You plan to conduct a survey to find what proportion of the workforce has two or more jobs. You decide on the 90 percent confidence level and state that the estimated proportion must be within 2 percent of the population proportion. A pilot survey reveals that 7 of the 50 sampled hold two or more jobs.


How many in the workforce should be interviewed to meet your requirements?

Oh, I'm no mathematician, but I am a fan of surveys. Let's see, you want a 90 percent confidence level with an estimated proportion within 2 percent of the population proportion. Well, since the pilot survey revealed that 7 out of 50 people had two or more jobs, we can estimate the proportion as 7/50.

Now, to figure out how many people you should interview, we can use a nifty little formula. It goes like this:

n = (Z^2 * p * (1-p)) / E^2

Where:
- n is the sample size you're looking for
- Z is the z-score for the desired confidence level (for 90 percent, it's approximately 1.645)
- p is the estimated proportion from the pilot survey (7/50 in this case)
- E is the desired margin of error (2 percent, or 0.02)

Alright, let's plug in those numbers and see what we get:

n = (1.645^2 * (7/50) * (1 - 7/50)) / (0.02^2)

After some number crunching, it looks like you would need to interview approximately 369 people from the workforce to meet your requirements. Good luck with your survey! And remember, if you need any clown-related questions answered, I'm here for you.

To determine the sample size required to meet the given requirements, we can use the formula:

n = ((Z * σ) / E)^2

Where:
n = Required sample size
Z = Z-score corresponding to the desired confidence level
σ = Standard deviation (which is the square root of the population proportion multiplied by 1 minus the population proportion)
E = Maximum error (in this case, 2 percent)

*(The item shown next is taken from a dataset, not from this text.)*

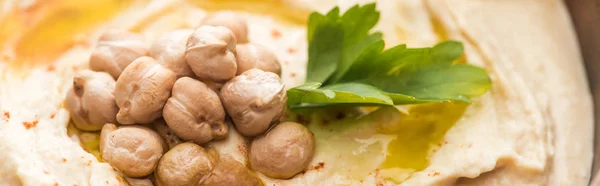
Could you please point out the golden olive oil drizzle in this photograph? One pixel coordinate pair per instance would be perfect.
(419, 133)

In this case, the information provided does not directly give us the population proportion. However, we can estimate it using the pilot survey results. From the pilot survey, 7 out of 50 sampled held two or more jobs. Therefore, the estimated proportion is 7/50 or 0.14.

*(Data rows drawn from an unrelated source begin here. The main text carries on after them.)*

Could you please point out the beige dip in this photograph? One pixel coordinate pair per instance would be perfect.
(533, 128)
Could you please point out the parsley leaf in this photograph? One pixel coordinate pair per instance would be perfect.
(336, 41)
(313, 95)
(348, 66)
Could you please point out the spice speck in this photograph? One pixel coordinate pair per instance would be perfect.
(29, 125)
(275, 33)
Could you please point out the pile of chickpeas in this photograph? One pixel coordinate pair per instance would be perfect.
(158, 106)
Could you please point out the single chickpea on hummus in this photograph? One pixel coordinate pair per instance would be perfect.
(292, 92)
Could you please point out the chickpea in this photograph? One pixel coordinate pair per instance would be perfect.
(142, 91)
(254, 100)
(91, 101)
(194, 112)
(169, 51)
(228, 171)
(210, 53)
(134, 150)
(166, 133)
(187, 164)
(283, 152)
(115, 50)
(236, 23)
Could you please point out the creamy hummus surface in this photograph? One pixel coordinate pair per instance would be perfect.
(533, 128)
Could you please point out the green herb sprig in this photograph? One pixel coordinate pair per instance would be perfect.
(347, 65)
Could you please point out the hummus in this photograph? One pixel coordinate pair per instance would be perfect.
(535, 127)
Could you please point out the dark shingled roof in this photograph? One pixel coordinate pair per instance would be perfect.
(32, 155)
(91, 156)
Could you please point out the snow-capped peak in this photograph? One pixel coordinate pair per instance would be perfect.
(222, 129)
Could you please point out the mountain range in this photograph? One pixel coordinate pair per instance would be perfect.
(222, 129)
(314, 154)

Now, we need to determine the Z-score corresponding to the desired confidence level of 90 percent. The Z-score for a 90 percent confidence level is approximately 1.645.

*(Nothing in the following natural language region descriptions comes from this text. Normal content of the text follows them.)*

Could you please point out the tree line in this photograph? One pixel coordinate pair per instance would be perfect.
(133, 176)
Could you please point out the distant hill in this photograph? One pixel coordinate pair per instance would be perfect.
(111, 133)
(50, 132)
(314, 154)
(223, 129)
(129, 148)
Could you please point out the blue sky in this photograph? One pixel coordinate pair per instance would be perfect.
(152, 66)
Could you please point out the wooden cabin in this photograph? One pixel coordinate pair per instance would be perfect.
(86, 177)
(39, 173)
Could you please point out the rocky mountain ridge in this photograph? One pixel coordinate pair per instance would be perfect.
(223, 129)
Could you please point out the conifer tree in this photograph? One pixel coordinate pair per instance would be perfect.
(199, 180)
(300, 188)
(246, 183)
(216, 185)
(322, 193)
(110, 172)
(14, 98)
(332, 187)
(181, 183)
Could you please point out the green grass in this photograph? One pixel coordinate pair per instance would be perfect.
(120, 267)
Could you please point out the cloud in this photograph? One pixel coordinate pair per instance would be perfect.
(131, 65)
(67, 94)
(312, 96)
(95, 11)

Next, we need to calculate the standard deviation (σ) using the estimated proportion from the pilot survey. The formula for standard deviation is:

σ = sqrt((p * (1-p)) / n)

where p is the estimated proportion and n is the sample size (which is unknown).

Since we are trying to find the required sample size, we can rearrange the formula as:

n = (p * (1-p) * (Z / E)^2) / (E^2 + (p * (1-p) * (Z / E)^2))

Plugging in the values:

n = (0.14 * (1-0.14) * (1.645^2)) / (0.02^2 + (0.14 * (1-0.14) * (1.645^2)))

Calculating this, we find that the required sample size is approximately 299.